In 2002 the problems experienced by Catherine Conteh, along with other issues in years following, contributed to the initial development of the Mercy Ships vesicovaginal fistula (VVF) and rectovaginal fistula (RVF) program. The surgical program onboard the Africa Mercy not only repairs obstetric fistula but also provides specialized surgical training for African surgeons, increasing awareness of the condition in their nations.

“When you take care of the women, you take care of the men, you take care of the children, you take care of the village; you contribute to the possibility of a solid foundation for the future of a country,” explained Dr. Lauri Romanzi, Clinical Associate Professor of Urology at New York University’s Langone Medical Center Division of Female Pelvic Medicine who will volunteer onboard the Africa Mercy this spring. “Women suffering obstetric fistula are among the most desperately underserved, impoverished women on earth, suffering shocking degrees of disenfranchisement that require the deepest capacities of human resilience. These women are heroes. It is a privilege to know them and an honor to care for them.”

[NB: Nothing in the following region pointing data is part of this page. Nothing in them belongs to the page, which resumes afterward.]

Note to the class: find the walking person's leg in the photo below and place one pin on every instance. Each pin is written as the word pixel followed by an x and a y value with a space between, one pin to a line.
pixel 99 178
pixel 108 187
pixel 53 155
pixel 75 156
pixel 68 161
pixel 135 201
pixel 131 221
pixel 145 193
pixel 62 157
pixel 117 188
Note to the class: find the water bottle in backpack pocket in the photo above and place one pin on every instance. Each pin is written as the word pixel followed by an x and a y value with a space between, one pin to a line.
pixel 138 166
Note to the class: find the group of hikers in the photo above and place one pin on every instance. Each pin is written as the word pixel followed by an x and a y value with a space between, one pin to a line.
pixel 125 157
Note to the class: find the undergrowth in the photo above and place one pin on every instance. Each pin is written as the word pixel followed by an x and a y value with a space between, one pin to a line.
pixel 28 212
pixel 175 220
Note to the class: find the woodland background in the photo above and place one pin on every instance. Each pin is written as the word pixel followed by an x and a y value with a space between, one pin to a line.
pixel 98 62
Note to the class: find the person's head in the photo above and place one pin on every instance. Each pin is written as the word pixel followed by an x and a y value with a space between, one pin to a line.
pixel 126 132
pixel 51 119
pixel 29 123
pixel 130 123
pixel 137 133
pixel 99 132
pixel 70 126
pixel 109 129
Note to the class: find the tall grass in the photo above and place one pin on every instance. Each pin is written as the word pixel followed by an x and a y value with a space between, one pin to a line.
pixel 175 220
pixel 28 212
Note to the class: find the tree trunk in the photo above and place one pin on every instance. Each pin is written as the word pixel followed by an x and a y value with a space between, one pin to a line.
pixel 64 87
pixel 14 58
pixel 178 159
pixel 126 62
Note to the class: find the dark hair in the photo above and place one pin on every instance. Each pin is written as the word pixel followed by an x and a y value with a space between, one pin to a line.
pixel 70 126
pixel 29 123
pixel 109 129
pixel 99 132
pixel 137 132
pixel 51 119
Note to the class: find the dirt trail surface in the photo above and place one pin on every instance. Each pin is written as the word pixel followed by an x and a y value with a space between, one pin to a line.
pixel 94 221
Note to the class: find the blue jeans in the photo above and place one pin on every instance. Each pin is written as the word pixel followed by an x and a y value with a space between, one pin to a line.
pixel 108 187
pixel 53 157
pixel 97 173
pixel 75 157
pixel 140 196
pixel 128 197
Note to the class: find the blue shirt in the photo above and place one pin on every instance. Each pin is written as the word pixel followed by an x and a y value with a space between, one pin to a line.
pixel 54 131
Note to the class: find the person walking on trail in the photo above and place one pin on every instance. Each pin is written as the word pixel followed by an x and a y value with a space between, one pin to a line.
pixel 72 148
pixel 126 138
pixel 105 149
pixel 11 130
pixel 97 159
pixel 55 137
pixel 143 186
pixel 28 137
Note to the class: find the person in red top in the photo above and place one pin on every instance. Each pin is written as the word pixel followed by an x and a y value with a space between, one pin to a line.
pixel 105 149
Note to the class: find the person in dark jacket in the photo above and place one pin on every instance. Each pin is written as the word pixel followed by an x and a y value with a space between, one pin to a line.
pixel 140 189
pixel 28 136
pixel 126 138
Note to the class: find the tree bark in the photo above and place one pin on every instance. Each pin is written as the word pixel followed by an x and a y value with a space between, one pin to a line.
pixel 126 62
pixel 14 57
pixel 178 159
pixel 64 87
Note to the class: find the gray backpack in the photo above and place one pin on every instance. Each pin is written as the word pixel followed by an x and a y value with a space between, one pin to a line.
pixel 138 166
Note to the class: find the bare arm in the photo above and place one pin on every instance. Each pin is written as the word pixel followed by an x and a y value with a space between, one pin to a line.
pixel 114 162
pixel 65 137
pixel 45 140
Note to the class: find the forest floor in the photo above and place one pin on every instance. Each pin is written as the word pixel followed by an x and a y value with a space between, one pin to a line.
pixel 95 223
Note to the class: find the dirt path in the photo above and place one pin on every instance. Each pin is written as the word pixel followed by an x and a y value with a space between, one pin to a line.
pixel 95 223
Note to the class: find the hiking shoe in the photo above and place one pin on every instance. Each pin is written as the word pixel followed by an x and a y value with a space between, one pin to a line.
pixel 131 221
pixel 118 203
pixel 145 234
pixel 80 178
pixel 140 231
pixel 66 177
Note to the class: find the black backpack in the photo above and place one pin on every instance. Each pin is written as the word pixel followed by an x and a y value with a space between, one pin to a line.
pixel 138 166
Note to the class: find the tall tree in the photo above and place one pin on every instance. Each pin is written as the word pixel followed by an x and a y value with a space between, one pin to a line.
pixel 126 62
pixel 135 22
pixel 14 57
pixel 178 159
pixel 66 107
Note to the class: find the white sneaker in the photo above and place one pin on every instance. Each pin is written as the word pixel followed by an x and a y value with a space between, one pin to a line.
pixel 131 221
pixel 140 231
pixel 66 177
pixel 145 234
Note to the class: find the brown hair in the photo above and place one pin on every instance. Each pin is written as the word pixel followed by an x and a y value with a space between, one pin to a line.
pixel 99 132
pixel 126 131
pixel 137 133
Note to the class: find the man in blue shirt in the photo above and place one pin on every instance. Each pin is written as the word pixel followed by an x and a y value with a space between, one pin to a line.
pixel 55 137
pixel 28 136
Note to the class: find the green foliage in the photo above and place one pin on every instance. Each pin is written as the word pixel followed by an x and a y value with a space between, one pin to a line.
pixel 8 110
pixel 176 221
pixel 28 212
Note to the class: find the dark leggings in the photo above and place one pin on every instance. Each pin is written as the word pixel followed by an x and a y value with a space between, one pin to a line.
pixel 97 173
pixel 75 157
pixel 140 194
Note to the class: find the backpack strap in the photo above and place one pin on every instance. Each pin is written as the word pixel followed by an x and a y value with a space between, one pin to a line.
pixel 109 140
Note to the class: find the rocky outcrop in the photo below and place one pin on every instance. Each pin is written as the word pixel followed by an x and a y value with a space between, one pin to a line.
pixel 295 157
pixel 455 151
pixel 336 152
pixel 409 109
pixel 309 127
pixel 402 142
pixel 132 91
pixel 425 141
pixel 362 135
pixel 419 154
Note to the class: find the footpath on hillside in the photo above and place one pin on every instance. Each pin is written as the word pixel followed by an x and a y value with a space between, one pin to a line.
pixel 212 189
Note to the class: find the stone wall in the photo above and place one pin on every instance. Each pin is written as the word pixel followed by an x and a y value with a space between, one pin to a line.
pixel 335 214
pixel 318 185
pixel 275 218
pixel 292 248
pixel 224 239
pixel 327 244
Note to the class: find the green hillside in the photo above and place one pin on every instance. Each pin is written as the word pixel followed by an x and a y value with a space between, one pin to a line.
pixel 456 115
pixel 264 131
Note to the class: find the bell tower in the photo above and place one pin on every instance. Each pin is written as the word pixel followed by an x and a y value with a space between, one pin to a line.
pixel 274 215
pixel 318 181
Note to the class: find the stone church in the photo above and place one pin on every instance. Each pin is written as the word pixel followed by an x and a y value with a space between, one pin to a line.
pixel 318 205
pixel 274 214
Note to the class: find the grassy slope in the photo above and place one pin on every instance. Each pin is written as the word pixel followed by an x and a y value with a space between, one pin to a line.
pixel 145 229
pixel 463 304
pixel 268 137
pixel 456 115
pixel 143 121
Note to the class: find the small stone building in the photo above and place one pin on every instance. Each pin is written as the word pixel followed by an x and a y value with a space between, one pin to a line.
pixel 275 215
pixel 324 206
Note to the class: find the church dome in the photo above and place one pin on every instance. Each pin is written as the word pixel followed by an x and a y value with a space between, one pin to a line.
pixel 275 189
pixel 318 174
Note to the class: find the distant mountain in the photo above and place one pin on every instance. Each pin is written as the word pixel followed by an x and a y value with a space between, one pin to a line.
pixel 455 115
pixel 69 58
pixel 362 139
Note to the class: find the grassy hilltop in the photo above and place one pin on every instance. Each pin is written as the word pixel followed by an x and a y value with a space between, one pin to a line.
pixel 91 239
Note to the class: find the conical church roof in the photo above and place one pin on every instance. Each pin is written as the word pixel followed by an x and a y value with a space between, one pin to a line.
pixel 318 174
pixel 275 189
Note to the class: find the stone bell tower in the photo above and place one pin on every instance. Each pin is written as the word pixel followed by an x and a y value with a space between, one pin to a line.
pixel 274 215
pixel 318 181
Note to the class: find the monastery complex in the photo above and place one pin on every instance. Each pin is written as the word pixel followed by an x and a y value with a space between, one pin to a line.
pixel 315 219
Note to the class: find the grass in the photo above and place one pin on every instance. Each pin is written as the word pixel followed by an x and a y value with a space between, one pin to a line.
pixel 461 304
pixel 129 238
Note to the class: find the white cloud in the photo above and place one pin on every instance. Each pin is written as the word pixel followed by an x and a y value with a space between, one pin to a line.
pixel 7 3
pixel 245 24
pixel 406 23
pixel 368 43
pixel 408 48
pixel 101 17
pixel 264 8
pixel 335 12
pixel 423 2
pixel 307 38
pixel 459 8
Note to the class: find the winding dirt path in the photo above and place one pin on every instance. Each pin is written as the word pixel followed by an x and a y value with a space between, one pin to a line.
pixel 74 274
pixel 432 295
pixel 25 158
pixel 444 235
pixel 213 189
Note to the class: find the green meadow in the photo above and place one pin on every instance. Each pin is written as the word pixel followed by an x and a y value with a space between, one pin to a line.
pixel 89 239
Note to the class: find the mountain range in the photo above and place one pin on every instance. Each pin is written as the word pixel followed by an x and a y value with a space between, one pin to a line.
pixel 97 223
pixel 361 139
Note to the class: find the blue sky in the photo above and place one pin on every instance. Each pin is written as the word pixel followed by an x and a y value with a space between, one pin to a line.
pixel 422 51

Within Mercy Ships goal of helping to close the gaps in maternal health in the ports served by the ship, Dr. Romanzi will mentor two Togolese surgeons in aspects of obstetric fistula repair during her six-week stint onboard. Approximately 60-70 women have been accepted for fistula surgery during the Mercy Ships visit in the port of Lomé.

Serving a short while onboard the Africa Mercy, Tina Regina is on a path to help women and children through improved maternal health. She is creating a circle of service as she aspires to reach her goal of becoming a registered nurse and dedicating her life to helping others.

Regina hopes upon finishing her nursing degree she will continue to make a contribution to the lives of women – helping to create happy endings to their stories.